In summary, the data presented here suggest that inhibition of TGF-β activation in an environment created by coculture with hepatocytes or prevalent in the liver sinusoid contributes to the induction of a particular activation state in certain macrophage populations. Consistent with this, activation of TGF-β in the early phase of liver regeneration correlates with a loss of these unique activation features on CCR2-dependently recruited macrophages, and the decay of TGF-β activation in the late phase of liver regeneration is accompanied by a recovery of this particular activation state of CD11b^hi/CD14^hi macrophages (Figure 7).
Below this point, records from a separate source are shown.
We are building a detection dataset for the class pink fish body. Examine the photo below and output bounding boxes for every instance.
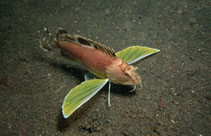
[41,30,141,86]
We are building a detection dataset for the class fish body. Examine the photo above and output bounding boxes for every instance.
[40,28,160,118]
[41,29,141,85]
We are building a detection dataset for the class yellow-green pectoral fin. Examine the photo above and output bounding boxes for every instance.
[116,46,160,64]
[62,79,108,118]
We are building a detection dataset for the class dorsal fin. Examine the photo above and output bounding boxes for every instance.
[74,35,116,57]
[56,28,116,57]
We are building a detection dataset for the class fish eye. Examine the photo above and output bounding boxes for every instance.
[124,73,130,77]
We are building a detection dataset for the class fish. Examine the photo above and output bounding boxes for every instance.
[40,28,160,118]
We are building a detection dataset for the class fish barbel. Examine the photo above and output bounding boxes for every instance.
[40,28,141,86]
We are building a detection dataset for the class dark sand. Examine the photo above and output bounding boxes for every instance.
[0,0,211,136]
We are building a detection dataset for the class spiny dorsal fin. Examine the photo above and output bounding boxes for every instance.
[56,28,76,42]
[56,28,116,57]
[74,35,116,57]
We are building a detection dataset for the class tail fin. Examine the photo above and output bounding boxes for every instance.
[40,27,57,51]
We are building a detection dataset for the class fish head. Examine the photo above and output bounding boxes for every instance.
[107,59,141,86]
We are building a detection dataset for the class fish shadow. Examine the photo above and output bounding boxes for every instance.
[111,84,136,97]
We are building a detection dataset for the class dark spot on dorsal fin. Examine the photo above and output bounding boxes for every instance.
[74,35,116,57]
[56,28,75,42]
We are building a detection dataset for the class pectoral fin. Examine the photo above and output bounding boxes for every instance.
[116,46,160,64]
[62,79,108,118]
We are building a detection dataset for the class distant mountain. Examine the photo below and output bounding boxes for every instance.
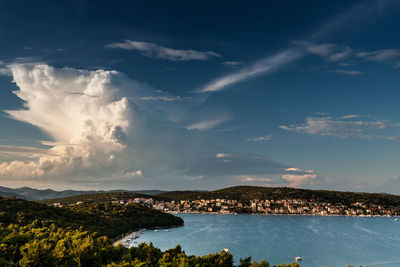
[0,186,165,200]
[157,186,400,206]
[39,192,166,206]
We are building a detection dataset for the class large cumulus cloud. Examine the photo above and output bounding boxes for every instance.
[0,64,314,189]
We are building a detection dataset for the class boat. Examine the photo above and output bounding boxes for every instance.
[295,256,303,261]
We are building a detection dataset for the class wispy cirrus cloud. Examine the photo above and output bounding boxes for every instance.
[221,61,242,68]
[198,1,394,93]
[139,96,192,102]
[185,116,231,131]
[198,49,302,93]
[106,40,221,61]
[294,41,352,62]
[329,69,363,76]
[279,114,400,140]
[357,49,400,65]
[246,135,273,143]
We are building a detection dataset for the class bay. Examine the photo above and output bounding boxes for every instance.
[136,214,400,267]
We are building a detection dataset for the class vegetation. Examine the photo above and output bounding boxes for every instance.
[0,197,299,267]
[157,186,400,206]
[0,195,183,238]
[41,192,164,206]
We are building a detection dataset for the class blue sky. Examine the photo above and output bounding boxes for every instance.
[0,0,400,194]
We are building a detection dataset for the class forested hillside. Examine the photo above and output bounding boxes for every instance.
[0,195,183,238]
[0,198,299,267]
[157,186,400,206]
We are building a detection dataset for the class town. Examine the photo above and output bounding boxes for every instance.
[64,197,400,216]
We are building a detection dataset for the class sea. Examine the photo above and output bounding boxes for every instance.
[132,214,400,267]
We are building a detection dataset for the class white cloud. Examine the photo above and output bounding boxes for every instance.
[282,168,318,187]
[0,64,296,189]
[357,49,400,63]
[140,96,191,102]
[221,61,242,68]
[294,41,352,62]
[282,173,317,187]
[106,40,221,61]
[0,65,131,181]
[185,116,231,131]
[215,153,232,159]
[280,115,398,138]
[0,146,57,158]
[329,70,362,76]
[246,135,273,143]
[198,49,301,93]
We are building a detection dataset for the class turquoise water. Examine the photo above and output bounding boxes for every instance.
[133,214,400,267]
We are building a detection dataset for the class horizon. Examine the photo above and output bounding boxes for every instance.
[0,0,400,195]
[0,184,400,196]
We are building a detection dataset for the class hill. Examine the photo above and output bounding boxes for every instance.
[0,186,165,200]
[157,186,400,206]
[40,192,162,205]
[0,195,183,238]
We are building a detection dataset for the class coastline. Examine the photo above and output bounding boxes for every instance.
[167,211,400,218]
[112,224,185,246]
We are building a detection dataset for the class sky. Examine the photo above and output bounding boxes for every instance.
[0,0,400,194]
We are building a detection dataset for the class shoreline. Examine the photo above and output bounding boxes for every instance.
[112,224,185,246]
[113,212,400,247]
[167,211,400,218]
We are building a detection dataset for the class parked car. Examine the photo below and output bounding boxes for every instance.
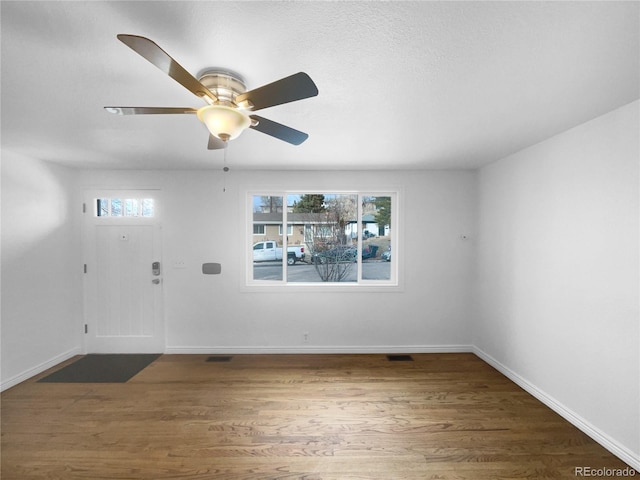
[362,245,378,260]
[253,241,304,265]
[311,245,358,264]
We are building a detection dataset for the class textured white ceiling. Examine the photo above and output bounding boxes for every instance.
[0,1,640,170]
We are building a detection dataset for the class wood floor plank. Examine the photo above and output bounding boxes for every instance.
[1,354,627,480]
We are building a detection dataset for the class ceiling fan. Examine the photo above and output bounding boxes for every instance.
[104,34,318,150]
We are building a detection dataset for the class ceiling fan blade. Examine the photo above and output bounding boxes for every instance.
[118,34,218,102]
[104,107,198,115]
[207,134,227,150]
[235,72,318,111]
[250,115,309,145]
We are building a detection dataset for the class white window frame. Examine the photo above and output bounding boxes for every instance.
[242,188,404,292]
[278,224,293,236]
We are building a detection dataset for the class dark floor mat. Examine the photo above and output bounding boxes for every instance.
[38,353,160,383]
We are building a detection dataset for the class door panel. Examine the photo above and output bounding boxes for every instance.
[85,191,164,353]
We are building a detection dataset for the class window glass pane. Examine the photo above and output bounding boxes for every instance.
[124,198,139,217]
[251,195,283,280]
[96,198,109,217]
[359,196,393,280]
[111,198,122,217]
[141,198,154,217]
[287,193,358,283]
[96,198,154,218]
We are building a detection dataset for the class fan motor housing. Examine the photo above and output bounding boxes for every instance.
[198,68,247,106]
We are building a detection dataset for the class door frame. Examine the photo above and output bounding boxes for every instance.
[82,187,167,354]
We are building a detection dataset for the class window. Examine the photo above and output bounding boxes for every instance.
[247,191,398,287]
[94,198,154,218]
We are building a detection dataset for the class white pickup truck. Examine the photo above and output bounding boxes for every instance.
[253,241,304,265]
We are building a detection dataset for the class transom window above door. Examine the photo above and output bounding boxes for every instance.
[93,198,155,218]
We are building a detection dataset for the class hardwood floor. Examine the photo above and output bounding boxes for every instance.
[2,354,627,480]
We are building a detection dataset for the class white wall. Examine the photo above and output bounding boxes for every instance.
[1,151,82,389]
[80,170,476,352]
[473,102,640,468]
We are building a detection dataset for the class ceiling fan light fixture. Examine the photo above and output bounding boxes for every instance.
[198,105,251,142]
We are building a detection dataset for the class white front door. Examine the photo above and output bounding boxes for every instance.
[84,191,165,353]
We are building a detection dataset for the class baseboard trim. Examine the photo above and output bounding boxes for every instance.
[473,347,640,472]
[0,347,82,392]
[165,345,474,355]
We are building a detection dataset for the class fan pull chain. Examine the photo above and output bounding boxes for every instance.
[222,142,229,193]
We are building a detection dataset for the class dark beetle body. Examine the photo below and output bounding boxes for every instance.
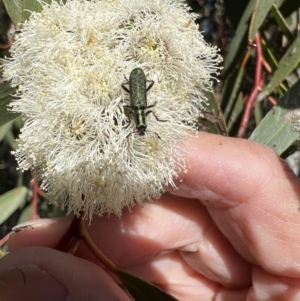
[122,68,159,136]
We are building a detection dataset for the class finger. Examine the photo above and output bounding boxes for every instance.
[247,267,300,301]
[128,251,221,301]
[9,195,251,288]
[0,247,130,301]
[179,133,300,277]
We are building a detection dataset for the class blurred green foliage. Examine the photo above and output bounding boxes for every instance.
[0,0,300,300]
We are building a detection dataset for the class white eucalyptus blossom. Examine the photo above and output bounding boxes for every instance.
[4,0,221,218]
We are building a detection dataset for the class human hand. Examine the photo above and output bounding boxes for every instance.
[0,133,300,301]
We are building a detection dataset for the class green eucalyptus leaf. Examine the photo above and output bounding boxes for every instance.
[280,0,300,18]
[249,80,300,156]
[114,268,178,301]
[248,0,275,41]
[271,5,294,43]
[223,0,256,77]
[258,35,300,101]
[223,0,249,29]
[3,0,65,24]
[0,186,28,224]
[0,81,20,126]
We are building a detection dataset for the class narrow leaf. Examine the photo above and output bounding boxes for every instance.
[3,0,65,24]
[223,0,256,77]
[249,80,300,156]
[115,268,178,301]
[280,0,300,18]
[258,35,300,100]
[271,5,294,43]
[248,0,275,41]
[0,186,28,224]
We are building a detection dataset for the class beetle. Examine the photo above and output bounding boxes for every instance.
[122,68,166,136]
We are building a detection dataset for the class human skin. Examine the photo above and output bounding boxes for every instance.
[0,133,300,301]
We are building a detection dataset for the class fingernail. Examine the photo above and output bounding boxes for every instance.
[0,265,68,301]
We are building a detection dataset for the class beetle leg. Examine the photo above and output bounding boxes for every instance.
[121,83,130,93]
[146,80,154,91]
[145,109,168,122]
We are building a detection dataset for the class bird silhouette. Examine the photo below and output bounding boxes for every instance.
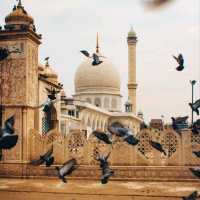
[108,123,139,145]
[149,140,167,156]
[95,153,114,184]
[92,131,112,144]
[0,116,18,149]
[56,158,77,183]
[0,47,21,61]
[189,99,200,115]
[31,146,54,167]
[183,191,200,200]
[39,88,60,113]
[173,54,184,71]
[80,50,103,66]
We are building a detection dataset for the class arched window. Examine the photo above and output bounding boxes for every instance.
[94,98,101,107]
[104,97,109,109]
[42,106,58,135]
[111,98,117,109]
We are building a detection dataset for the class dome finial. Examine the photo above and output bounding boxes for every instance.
[96,32,99,53]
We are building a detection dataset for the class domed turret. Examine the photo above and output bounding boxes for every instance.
[74,35,121,111]
[5,0,34,25]
[128,27,137,38]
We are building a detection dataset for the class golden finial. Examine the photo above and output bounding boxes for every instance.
[17,0,22,6]
[96,32,99,53]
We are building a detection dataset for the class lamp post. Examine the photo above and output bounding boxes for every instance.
[190,80,196,124]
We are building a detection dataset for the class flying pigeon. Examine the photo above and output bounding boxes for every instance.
[81,50,103,66]
[190,168,200,179]
[56,159,77,183]
[92,131,112,144]
[183,191,200,200]
[173,54,184,71]
[96,153,114,184]
[193,151,200,158]
[149,140,167,156]
[192,119,200,134]
[39,88,60,113]
[31,147,54,167]
[189,99,200,115]
[171,116,188,134]
[108,125,139,145]
[0,116,18,149]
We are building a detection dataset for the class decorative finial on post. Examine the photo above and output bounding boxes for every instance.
[44,57,49,67]
[96,32,99,53]
[17,0,22,6]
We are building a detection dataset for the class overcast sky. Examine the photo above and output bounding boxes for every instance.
[0,0,200,121]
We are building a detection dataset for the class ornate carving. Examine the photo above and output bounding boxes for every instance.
[0,59,26,106]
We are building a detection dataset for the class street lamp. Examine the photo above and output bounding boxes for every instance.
[190,80,197,124]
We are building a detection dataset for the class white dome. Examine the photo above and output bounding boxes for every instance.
[74,58,120,94]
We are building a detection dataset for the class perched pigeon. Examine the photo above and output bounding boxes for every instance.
[149,140,167,156]
[192,119,200,135]
[171,116,188,134]
[56,159,77,183]
[96,153,114,184]
[183,191,200,200]
[193,151,200,158]
[108,124,139,145]
[39,88,60,113]
[81,50,103,66]
[31,147,54,167]
[189,99,200,115]
[0,116,18,149]
[190,168,200,178]
[93,131,112,144]
[173,54,184,71]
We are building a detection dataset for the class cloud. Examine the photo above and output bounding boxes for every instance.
[0,0,200,120]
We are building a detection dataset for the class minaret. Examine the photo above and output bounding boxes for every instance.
[96,32,99,54]
[127,28,137,114]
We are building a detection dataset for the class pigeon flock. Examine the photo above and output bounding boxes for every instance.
[81,50,103,66]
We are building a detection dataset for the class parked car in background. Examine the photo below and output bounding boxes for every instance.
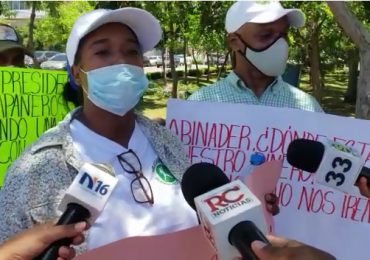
[149,56,162,68]
[175,54,193,66]
[34,51,60,63]
[40,53,67,70]
[24,55,34,68]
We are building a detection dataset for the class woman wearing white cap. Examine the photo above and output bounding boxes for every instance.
[0,8,198,252]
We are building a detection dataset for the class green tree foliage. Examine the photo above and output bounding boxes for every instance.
[34,1,95,51]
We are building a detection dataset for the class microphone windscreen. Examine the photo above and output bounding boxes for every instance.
[287,139,325,173]
[181,162,230,210]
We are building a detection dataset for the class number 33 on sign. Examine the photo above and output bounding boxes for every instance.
[317,142,365,193]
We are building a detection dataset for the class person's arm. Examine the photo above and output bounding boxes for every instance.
[265,193,280,216]
[0,222,87,260]
[252,236,336,260]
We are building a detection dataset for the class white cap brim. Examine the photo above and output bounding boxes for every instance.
[66,7,162,65]
[249,9,305,28]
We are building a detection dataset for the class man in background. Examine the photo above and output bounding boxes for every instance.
[188,1,322,112]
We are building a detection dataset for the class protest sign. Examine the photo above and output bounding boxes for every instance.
[0,67,69,187]
[76,226,217,260]
[166,100,370,259]
[77,161,282,260]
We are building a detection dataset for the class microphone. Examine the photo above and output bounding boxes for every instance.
[36,163,118,260]
[287,139,370,193]
[181,162,269,260]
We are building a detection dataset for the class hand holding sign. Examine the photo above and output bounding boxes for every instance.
[245,161,283,233]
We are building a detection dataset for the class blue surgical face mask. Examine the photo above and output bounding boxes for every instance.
[81,64,149,116]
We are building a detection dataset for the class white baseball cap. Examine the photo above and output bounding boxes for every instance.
[225,1,305,33]
[66,7,162,66]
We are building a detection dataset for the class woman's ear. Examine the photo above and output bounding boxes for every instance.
[227,33,245,52]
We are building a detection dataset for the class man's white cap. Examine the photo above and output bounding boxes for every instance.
[66,7,162,66]
[225,1,305,33]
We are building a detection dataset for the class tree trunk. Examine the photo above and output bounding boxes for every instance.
[206,52,210,81]
[356,50,370,119]
[162,48,167,87]
[327,1,370,119]
[27,1,37,51]
[344,48,360,104]
[191,49,199,85]
[217,51,231,80]
[216,52,220,71]
[309,30,322,103]
[183,37,188,84]
[169,46,177,98]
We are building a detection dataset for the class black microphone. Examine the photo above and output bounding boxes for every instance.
[35,163,118,260]
[181,163,269,260]
[287,139,370,192]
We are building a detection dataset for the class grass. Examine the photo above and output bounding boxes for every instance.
[138,71,355,118]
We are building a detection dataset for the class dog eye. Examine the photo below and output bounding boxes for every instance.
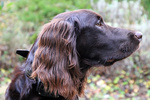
[96,19,103,26]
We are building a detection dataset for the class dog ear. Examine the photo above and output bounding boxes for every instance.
[31,19,81,100]
[16,49,29,58]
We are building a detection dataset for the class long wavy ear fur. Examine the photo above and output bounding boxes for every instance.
[31,19,81,100]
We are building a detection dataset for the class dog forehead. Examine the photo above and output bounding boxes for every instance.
[54,9,102,28]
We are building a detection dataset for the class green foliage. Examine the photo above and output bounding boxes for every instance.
[15,0,91,24]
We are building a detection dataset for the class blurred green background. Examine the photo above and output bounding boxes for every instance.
[0,0,150,100]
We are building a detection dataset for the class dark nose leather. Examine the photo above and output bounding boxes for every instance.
[135,32,143,41]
The data further suggest that the influence of TGF-β on the activation state of macrophages and, thus, on their function has an impact on the course of liver regeneration. Thereby, the reduction of signal transduction through the TGF-βRΙΙ in myeloid cells is particularly associated with a prolongation of the phase of cell division (Figure 8A) and a correspondingly faster increase in liver weight (Supplemental Figure S12D, http://links.lww.com/HC9/A410) and with an attenuation of the liver damage caused by the surgical intervention (Figure 8B). In this context,the blockade of this signal transduction particularly influences events that take place in the early phase of liver regeneration, such as the expression of Il6, the expression of which is significantly enhanced in liver tissue under both homeostatic and in the course of the first hours after PHx. This increase in expression of Il6 was mainly but not exclusively observable in the macrophage population corresponding to cluster 2 of the single-cell analysis and coincides with damage reduction and extension of the proliferation phase of hepatocytes, both of which are known to be supported by IL-6.^12,19 In this context, it is interesting that CD11b^hi/CD14^hi macrophages are distinguished from other macrophages by high expression of SIGLEC1, as work by others has demonstrated that depletion of SIGLEC1-positive cells significantly impairs liver regeneration after PHx. An effect that has also been attributed to decreased IL-6 production after the depletion of SIGLEC1-positive cells.²⁰

The observation reported here that signaling through the TGF-βRII particularly affects the early phase of liver regeneration is consistent with the observations of others in which either deletion of components of intracellular TGF signaling, such as beta2SP,²⁴ or disruption of signaling of TGF-β in hepatocytes had a beneficial effect on liver regeneration.²⁵

In summary, our data support the notion that inhibition of TGF-β signal transduction in the early phase of PHx or even before PHx may be an approach to improve liver regeneration and patient outcome after PHx. An important aspect of the effect of TGF-β is that it influences the activation state of macrophages in the liver and, through this, the inflammatory response that is involved in the orchestration of the early phase of liver regeneration. However, it is also quite conceivable that this influence of activated TGF-β on the activation state of macrophage populations of the liver, and the resulting changes in the inflammatory milieu are also relevant for the development of fibrosis and cancer in the context of chronic liver diseases, as these situations may concur with over activation of the TGF-β pathway.